Calling her dictatorial and labeling that behavior German was my father’s doing. Their kitchen wars (bedroom, too, for all I know) revolved around getting him out the door to teach every morning at The Citadel. He was disorganized. He had what she called the dithers. With his Italian operatic excesses of gesture and voice, he acted out his injured rage at the sharp disgust in her voice: “Oh, Leonard, they’re just where you left them!” I.e., his glasses, or briefcase, or Citadel hat. “Oh, Leonard, you’ve made it worse!” I.e., he’d sponged at a spot on his uniform with a bit of soap and water, spreading the stain across his middle. In a fury of anxiety, he pulled off the shirt while she heated up the iron to smooth out the damage.

Finally when I left home for college, then marriage, then a move to Minnesota, she couldn’t keep her mitts off the spots I was making worse. Her voice on the phone truly did dictate what choice I should make–my daughter’s schooling, the linoleum for the kitchen, the second-hand car we were buying. She had opinions and directives about them all. I learned to cringe at the sound of her voice.

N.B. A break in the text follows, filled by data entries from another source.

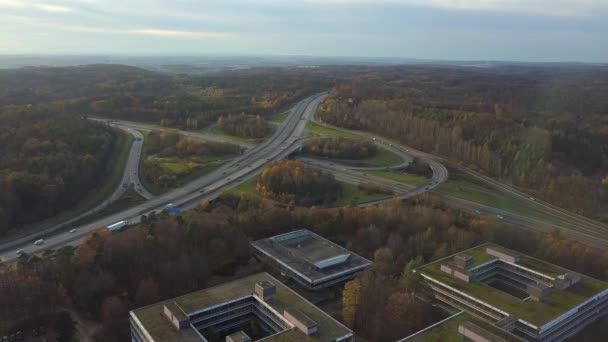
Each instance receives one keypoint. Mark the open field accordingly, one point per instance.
(185, 169)
(351, 194)
(317, 130)
(280, 117)
(382, 158)
(402, 177)
(213, 129)
(111, 181)
(127, 200)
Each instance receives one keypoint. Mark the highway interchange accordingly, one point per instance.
(287, 139)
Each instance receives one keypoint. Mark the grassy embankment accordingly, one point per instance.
(110, 181)
(351, 194)
(185, 169)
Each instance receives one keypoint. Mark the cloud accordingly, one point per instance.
(35, 5)
(566, 8)
(158, 32)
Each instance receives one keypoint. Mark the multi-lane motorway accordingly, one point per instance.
(285, 140)
(288, 138)
(575, 226)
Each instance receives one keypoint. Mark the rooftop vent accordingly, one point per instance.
(463, 261)
(176, 315)
(503, 255)
(302, 322)
(566, 280)
(238, 337)
(265, 290)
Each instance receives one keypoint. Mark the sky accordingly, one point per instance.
(505, 30)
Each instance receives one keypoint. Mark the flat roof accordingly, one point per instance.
(160, 329)
(309, 255)
(447, 330)
(556, 303)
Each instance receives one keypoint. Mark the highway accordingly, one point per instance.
(290, 137)
(130, 176)
(575, 226)
(286, 139)
(146, 127)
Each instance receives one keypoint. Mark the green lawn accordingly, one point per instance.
(111, 180)
(352, 195)
(213, 129)
(247, 187)
(475, 193)
(280, 118)
(317, 130)
(382, 158)
(185, 169)
(402, 177)
(448, 330)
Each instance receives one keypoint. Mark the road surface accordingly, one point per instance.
(286, 139)
(577, 227)
(130, 176)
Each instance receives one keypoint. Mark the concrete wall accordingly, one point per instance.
(508, 257)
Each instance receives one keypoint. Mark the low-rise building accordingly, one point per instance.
(255, 308)
(524, 296)
(309, 259)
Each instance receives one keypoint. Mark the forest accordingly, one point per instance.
(542, 129)
(289, 181)
(49, 161)
(246, 126)
(181, 101)
(167, 256)
(340, 148)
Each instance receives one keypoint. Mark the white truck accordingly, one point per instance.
(114, 227)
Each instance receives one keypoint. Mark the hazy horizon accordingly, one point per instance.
(444, 30)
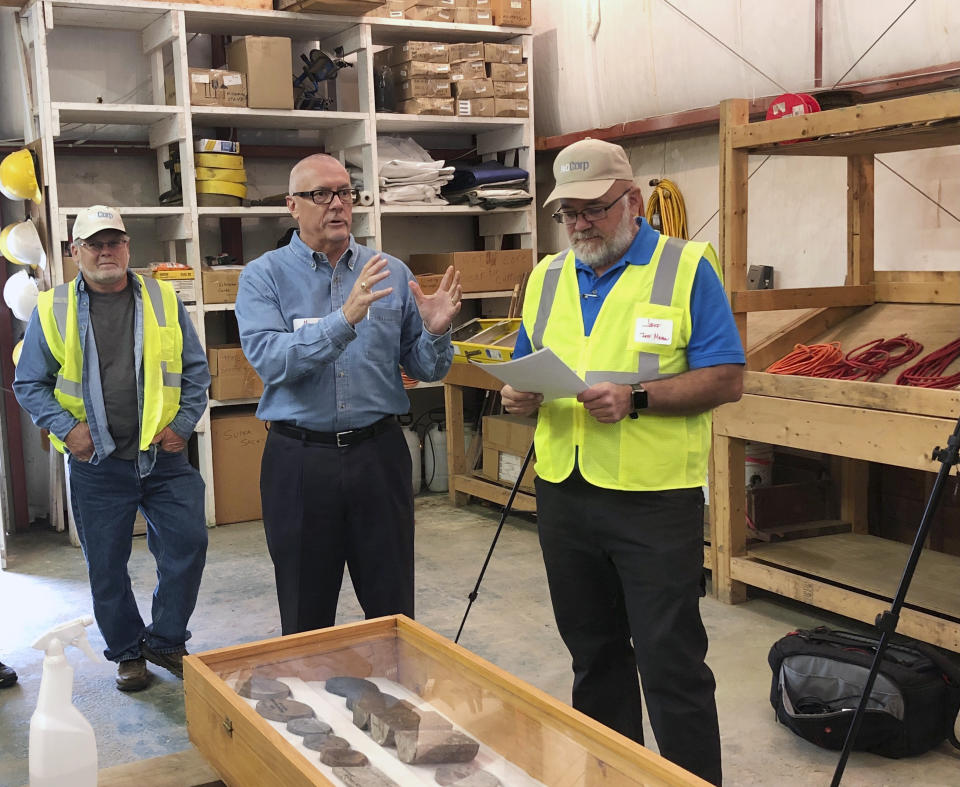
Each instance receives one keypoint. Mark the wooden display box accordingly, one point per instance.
(539, 737)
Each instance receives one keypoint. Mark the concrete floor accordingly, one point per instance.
(511, 625)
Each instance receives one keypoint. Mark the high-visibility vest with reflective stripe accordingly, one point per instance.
(162, 353)
(640, 334)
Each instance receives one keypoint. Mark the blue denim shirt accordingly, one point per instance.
(37, 370)
(318, 371)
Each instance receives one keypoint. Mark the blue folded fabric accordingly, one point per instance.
(469, 176)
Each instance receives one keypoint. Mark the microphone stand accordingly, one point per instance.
(887, 621)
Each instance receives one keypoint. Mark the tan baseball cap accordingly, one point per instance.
(587, 169)
(95, 218)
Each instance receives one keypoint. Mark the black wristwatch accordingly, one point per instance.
(638, 399)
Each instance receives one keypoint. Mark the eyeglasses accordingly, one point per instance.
(98, 247)
(325, 196)
(591, 214)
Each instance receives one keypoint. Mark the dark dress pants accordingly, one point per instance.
(324, 506)
(628, 566)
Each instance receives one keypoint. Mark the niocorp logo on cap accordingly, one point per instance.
(574, 166)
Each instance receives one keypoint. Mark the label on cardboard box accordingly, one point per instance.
(473, 88)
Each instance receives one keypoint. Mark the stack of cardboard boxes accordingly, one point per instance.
(471, 80)
(511, 13)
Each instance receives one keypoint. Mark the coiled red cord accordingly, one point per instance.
(928, 371)
(873, 360)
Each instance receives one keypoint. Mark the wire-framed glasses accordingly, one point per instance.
(325, 196)
(592, 213)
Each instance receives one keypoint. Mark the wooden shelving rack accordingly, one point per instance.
(854, 574)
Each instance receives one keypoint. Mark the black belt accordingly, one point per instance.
(339, 439)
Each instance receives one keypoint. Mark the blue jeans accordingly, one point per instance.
(105, 500)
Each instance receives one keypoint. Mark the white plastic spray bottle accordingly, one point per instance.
(63, 749)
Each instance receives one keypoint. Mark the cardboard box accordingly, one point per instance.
(507, 72)
(512, 13)
(423, 51)
(506, 440)
(267, 63)
(214, 87)
(341, 7)
(503, 53)
(510, 90)
(220, 283)
(475, 107)
(480, 271)
(238, 441)
(419, 68)
(429, 13)
(231, 375)
(216, 146)
(511, 107)
(426, 106)
(423, 86)
(460, 52)
(468, 69)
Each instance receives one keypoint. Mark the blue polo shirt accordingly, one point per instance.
(714, 339)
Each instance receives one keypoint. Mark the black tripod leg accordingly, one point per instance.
(503, 518)
(887, 622)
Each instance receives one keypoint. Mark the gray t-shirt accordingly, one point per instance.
(112, 320)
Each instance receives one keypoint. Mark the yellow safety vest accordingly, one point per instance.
(162, 354)
(640, 334)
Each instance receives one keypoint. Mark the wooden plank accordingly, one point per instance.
(495, 493)
(860, 220)
(872, 565)
(728, 528)
(873, 435)
(734, 177)
(862, 117)
(850, 603)
(800, 331)
(803, 298)
(872, 396)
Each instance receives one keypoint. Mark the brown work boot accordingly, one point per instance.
(171, 660)
(132, 675)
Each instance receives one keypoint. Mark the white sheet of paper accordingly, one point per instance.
(540, 372)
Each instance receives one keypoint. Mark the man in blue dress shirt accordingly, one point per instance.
(327, 324)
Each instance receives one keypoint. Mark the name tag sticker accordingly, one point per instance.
(651, 331)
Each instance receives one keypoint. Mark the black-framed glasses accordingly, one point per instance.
(325, 196)
(591, 214)
(98, 247)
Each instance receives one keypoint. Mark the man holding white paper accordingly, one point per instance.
(643, 319)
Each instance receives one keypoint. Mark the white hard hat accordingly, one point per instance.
(23, 242)
(20, 294)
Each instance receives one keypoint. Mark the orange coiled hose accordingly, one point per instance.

Couple that with the fact that my first husband was German-American too, and we were spiraling down into divorce–and you have the essence of my dislike for the Fuehrerland. Then my daughter began to study Germany in middle-school and traveled there several times. “Mom, you don’t know what you’re talking about. Germany is delightful–clean, beautiful, charming.” Photos of her with the Munich marble municipal lions showed their mutual classy elan.

By this time I was aware that being German wasn’t merely a tendency acted out in an overheated American kitchen. Hitler’s rampage across Europe had torn apart civility and civilization. In death camps for Jews and other “deviants” his police perpetrated a genocide never before matched for cold insistent cruelty. Now I began to admit that as part German, I carried a weight of second-hand guilt. If I was going to visit Germany, I had to acknowledge it, and try in part to expiate it.